REACH:   We also got the chance to ask Wattpad's Allen Lau if he would ever write a novel if he had the time for it and he said he would write a science-fiction novel if he could.  If you got the chance to write your own book or story, even if it were a one shot deal, what would you write about?  Space opera?  Sword & Sorcery?  Horror Erotica (I'd write this just because)?  New Weird?

Charles:   I’d write what was appropriate for the time. It could belong to any of the genres you mentioned. I’d keep in mind what would interest the target audience and publisher, as well as my own writing skill and mood at the time.
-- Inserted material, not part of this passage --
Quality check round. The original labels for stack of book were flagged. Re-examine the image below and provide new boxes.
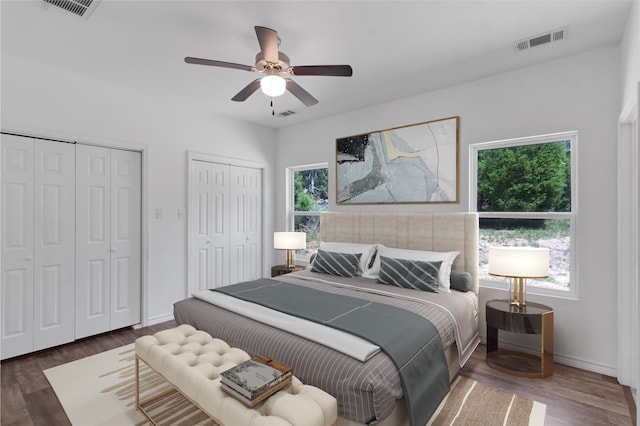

REACH:   Thank you for the chance to get an email interview and please tell us any events you are promoting, books or magazines that our readers might be interested in, which involve you as editor or writer.  In your own words or a blurb of sorts, tell our website readers to check out Bibliophile Stalker, even the older content, just because they might find a treasure of a read from the reviews and links you collated.

Charles:   Thanks for the interview! I still blog occasionally at Bibliophile Stalker, and I hope eBook readers check out Flipreads, a Philippine-based eBookstore with lots of local content.